Oh, the word WRITE. How I love it, on a day like today, after a week like this week, when my mind is rich with ideas and enthusiasm, and the joy that comes from working. Work that sometimes, truly, feels like play.

I think we fall into our themes. We can’t always understand them, or know why they’ve become the themes to which we’ve devoted our creative lives, but they’re there. If I am to identify the themes that have occupied me in projects past, and that are highly likely to continue to occupy me during the years to come—many productive writing years, oh Lord, please, grant me—they include the following: midwifery; abortion; pregnancy and birth; mothering; siblings; running; competition; feminism; activism; rule-breaking or unconventional behaviour; gambling and debt; small-time criminality and the huckster or the shyster; peace and justice; adoption; parentage; memory; forgiveness; gifts or gift-giving; music; fame/performance; horses; spirituality; love; friendship.

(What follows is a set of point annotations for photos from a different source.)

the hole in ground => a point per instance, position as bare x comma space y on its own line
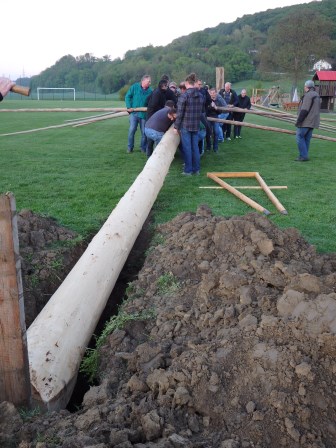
128, 274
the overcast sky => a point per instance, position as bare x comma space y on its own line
35, 34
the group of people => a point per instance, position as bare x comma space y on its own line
188, 107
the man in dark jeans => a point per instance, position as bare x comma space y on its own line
308, 119
5, 86
231, 99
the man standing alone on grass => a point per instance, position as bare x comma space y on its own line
136, 96
308, 119
5, 86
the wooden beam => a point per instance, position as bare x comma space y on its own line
248, 187
271, 195
14, 369
268, 128
238, 194
216, 177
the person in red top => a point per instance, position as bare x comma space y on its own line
5, 86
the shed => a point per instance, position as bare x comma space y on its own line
325, 82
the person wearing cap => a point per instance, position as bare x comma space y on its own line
308, 119
5, 86
173, 89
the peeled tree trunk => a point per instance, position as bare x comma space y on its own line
59, 336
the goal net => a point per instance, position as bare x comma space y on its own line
56, 93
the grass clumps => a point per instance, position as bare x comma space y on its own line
90, 361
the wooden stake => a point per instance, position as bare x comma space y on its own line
237, 193
14, 369
216, 177
271, 196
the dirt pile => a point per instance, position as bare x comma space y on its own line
240, 354
48, 252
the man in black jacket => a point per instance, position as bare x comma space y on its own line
244, 102
5, 86
308, 119
231, 99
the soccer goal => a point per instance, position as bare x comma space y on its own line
58, 93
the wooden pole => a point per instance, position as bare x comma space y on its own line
94, 120
271, 195
238, 194
248, 187
83, 109
64, 125
58, 337
14, 371
267, 128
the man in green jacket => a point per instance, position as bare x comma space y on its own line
308, 119
137, 96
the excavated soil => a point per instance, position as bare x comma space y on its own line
240, 352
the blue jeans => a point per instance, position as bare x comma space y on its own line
191, 155
303, 137
153, 137
135, 120
215, 126
220, 130
201, 136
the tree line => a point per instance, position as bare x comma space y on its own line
288, 39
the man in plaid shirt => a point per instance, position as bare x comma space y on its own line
190, 109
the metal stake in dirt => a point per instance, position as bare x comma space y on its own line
14, 369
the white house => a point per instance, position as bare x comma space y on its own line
322, 65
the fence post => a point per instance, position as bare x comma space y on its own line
14, 367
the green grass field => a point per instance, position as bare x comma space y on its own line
78, 175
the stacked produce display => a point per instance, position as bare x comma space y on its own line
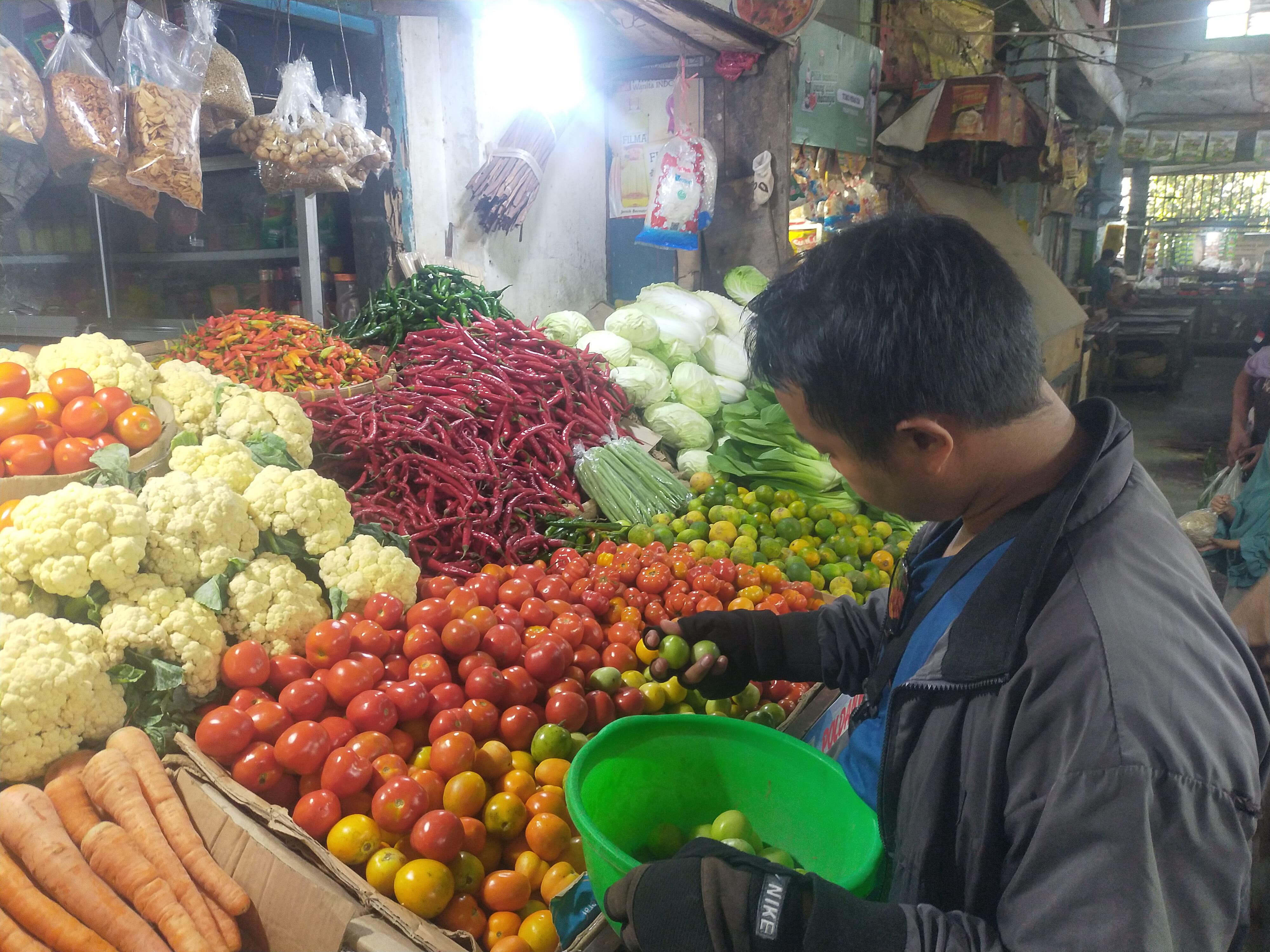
401, 614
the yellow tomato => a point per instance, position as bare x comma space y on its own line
382, 869
354, 840
425, 887
539, 932
675, 692
558, 879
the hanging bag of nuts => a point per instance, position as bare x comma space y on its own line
298, 134
86, 110
166, 79
22, 100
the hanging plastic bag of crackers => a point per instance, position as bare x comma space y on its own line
22, 98
86, 110
166, 68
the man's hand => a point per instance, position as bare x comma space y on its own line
709, 898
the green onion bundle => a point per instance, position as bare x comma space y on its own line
628, 484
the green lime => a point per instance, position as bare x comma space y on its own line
702, 649
797, 569
665, 841
777, 855
732, 824
789, 530
676, 652
552, 741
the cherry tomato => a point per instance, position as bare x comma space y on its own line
269, 720
26, 456
317, 813
398, 805
304, 699
373, 711
69, 384
303, 748
114, 399
17, 417
138, 427
384, 609
84, 417
328, 643
73, 455
224, 733
246, 666
285, 670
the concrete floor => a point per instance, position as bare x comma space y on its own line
1173, 433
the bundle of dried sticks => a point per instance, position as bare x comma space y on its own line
506, 186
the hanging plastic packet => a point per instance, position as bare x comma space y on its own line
22, 98
683, 201
227, 97
298, 134
86, 110
166, 68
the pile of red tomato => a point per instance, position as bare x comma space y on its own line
429, 750
59, 432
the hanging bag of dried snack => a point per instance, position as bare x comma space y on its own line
166, 78
86, 110
227, 100
22, 100
298, 134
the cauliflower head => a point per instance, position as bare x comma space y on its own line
67, 540
302, 501
23, 598
246, 411
364, 568
274, 604
110, 362
227, 459
191, 389
39, 385
54, 692
162, 621
196, 527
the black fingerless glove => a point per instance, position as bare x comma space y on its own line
712, 898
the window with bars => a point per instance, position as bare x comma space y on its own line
1238, 18
1240, 199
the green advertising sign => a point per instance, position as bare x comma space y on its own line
836, 91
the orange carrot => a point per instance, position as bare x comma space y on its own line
116, 859
72, 764
41, 916
15, 940
227, 925
74, 808
31, 830
114, 786
171, 813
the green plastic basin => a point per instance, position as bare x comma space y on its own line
686, 770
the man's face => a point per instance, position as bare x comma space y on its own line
909, 480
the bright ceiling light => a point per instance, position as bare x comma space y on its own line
529, 58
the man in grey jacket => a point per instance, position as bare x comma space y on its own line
1064, 736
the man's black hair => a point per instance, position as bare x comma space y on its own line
900, 318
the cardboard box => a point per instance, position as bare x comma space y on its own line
408, 927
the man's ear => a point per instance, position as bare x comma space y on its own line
924, 444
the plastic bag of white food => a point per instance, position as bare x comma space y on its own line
634, 326
683, 201
643, 387
680, 427
613, 348
695, 389
566, 327
1200, 526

I’m absolutely bubbling over with joy at having all of these pieces of life to explore. And more, and more. (Where does The Candy Conspiracy fit into the thematic framework? Hedonism? Entertainment? Fun purely for the sake of fun? Yes, sometimes all I want to do is goof off and have fun–can that be a theme too?)

I’m listening to my eldest daughter play the piano. She’s practicing her songs for the Kiwanis festival later this month. The music is beautiful, though right now she’s going over and over a few rough patches. She’s got a batch of hot-cross buns rising on the counter and she was singing the song this morning, in her pyjamas. The other kids are off with Kevin at his office, helping him reorganize and rearrange, though it’s just as likely that they’re playing video games rather than lugging stuff around.

On Wednesday, we found ourselves with a free evening. Nobody had anything to do or anywhere to go. This is so rare on a weeknight that we all felt celebratory. After supper, the adults drank a beer and the kids each had a pop and we sat around the table talking and drawing. Everyone took a turn suggesting a subject to draw, and we had two minutes to try to draw whatever it was.

Above are our people, drawn on the chalkboard, which is where we started.

It’s Good Friday. I’m going to make paska this afternoon, a Russian Mennonite Easter bread, although I’m not Russian Mennonite. Eggs, spring, colour, sweet bread, new life.